Абу Салям отпустил вдову и остался бодрствовать у ложа больного. Как тридцать лет назад в Исфахане… Мальчик стонал и метался, жар становился сильнее. Взрослому стоило бы пустить кровь, но у ребенка и так мало сил. Намочив простыню в отваре цветков календулы, Абу Салям завернул в неё больного, закутал поверх шерстяным одеялом, кое-как напоил мать-и-мачехой с медом и соком маковых головок — мать-мачеха помогает вскрываться гнойникам и нарывам, а мак избавляет от страданий. Оставалось выжидать, наблюдать, как меняется пульс и дыхание, как сны и тени проходят по искаженному болезнью лицу ребенка. Он мог бы стать скульптором и украшать дворцы, или добрым горшечником, чья посуда радует хозяек годами, или гадальщиком как дед — определять судьбу по полету птиц и разбросанным углям, разлитому воску и расплавленному свинцу. Скакать верхом по Армутлукской долине, падать спиной в цветущие маки, собирать вишни в садах, подсматривать, как девчонка спускается к роднику за водой, переступает по стертым плитам маленькими босыми ногами, позвякивает браслетами… Время!
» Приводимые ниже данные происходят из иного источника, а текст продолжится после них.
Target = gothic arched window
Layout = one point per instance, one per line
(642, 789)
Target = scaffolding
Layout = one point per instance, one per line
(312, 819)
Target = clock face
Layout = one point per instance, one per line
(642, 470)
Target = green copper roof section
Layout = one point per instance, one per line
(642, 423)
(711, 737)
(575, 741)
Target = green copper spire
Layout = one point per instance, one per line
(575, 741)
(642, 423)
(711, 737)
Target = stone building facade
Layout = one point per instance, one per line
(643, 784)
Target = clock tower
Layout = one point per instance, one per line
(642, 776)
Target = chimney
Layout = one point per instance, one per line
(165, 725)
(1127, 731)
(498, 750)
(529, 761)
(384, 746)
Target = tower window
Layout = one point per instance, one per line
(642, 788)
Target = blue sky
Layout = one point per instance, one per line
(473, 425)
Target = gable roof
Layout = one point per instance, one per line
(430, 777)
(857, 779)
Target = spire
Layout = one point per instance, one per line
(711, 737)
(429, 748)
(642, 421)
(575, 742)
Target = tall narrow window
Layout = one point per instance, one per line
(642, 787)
Невозможно остановить Разрушительницу собраний, когда болезнь безнадежна, когда источник соков иссох и силы иссякли. Лучший лекарь на свете не в состоянии дать пациенту новое сердце или новую печень, перелить кровь взамен вытекшей, удалить рак или пресечь гангрену. Но порой свойства жизни и смерти вступают в схватку, участь больного зависит от чаши с целебным питьём или мягчительной мази, доброго слова матери или молитвы отца, случайного сквозняка или безразличной сиделки. Или от толики теплоты, поддерживающей пульс, ускоряющей токи крови, изгоняющей через кожу или мочу зловредные излишки телесной материи.
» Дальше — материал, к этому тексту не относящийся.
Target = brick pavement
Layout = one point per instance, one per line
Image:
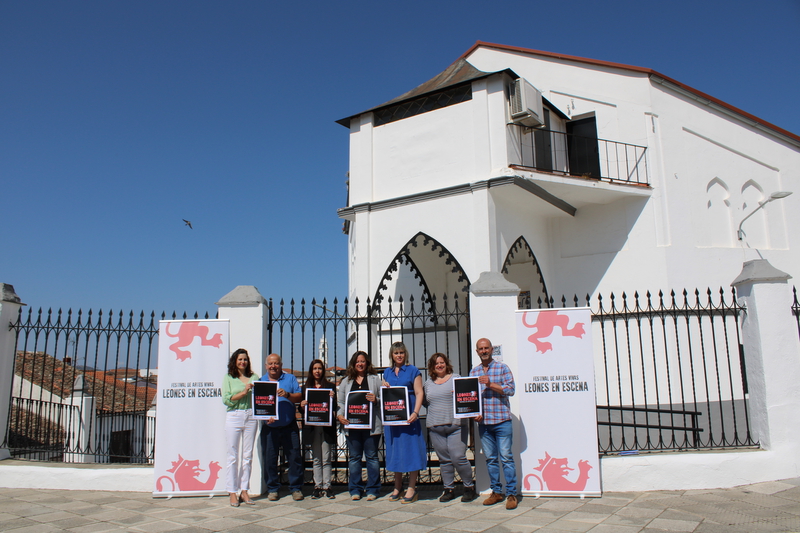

Глубокий вдох, медленный выдох, через нос, через рот. Спокойное сердце, быстрая кровь, чуткие руки, полное сосредоточение. Мир пустыня, тихая и беззвучная, есть лишь два огонька душ, угасающий и яркий. И Разрушительница собраний, белая птица со снежными крыльями, что стремится погасить пламя. Воззвав к Аллаху, Абу Салям взял мальчика за запястья, почувствовал его всего, от коротких мизинцев до волдыря на макушке — бьётся храброе сердце, трудятся почки, изнемогает кровь, мозг охвачен зловещим жаром, черная желчь разливается, кожа плачет. Так-так-так-так, так-так, таак-таак. Дыхание в дыхание, пульс в пульс, теплоту к теплоте. И осторожно замедлить, сгладить бешеное биение, подбавить сил лёгким, унять скверные сны.
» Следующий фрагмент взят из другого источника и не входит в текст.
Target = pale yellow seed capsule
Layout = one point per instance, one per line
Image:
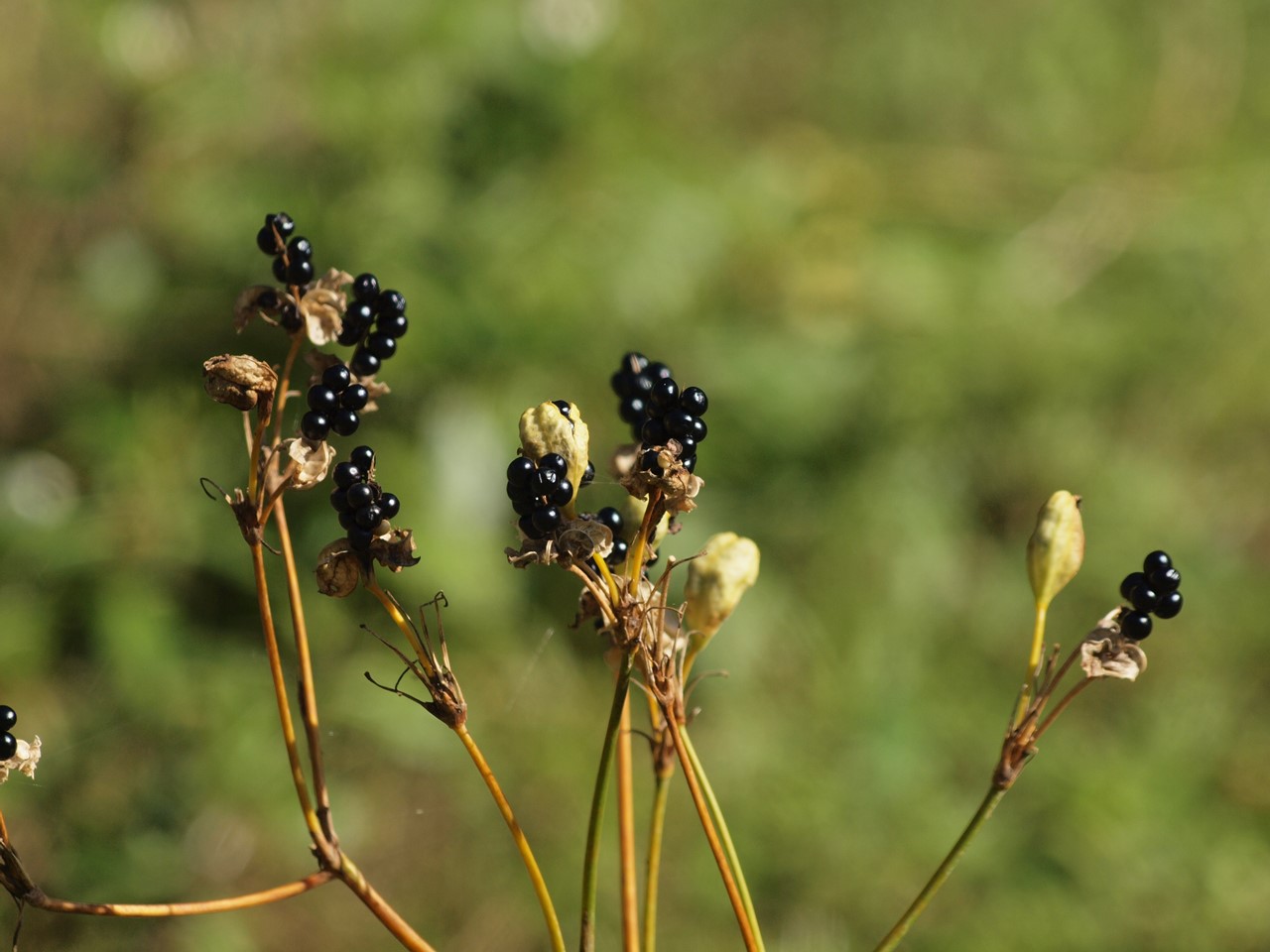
(544, 429)
(1057, 547)
(716, 580)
Лица Абу Саляма коснулся холод — словно большая птица, улетая, мазнула его крылом.
Говорят, каждый раз, когда лекарь склоняет чашу весов в сторону чужой жизни, он теряет год из своей. Ибн Сина ничего не говорил об этом… или молчал. Поставив светильник у изголовья, Абу Салям осторожно раздел мальчика и осмотрел его. Жар спадал, волдыри потемнели и вскрылись, опасность миновала. Спасение одного — жизнь многих. Острой ложечкой Абу Салям выскребал пустулы, собирая гной в колбу из драгоценного стекла. Ранки следовало засыпать порошком из куркумы, подорожника и толокна, ребенка — завернуть в чистую простыню, когда очнется — накормить суточным хлебом, размоченным в сладком молоке.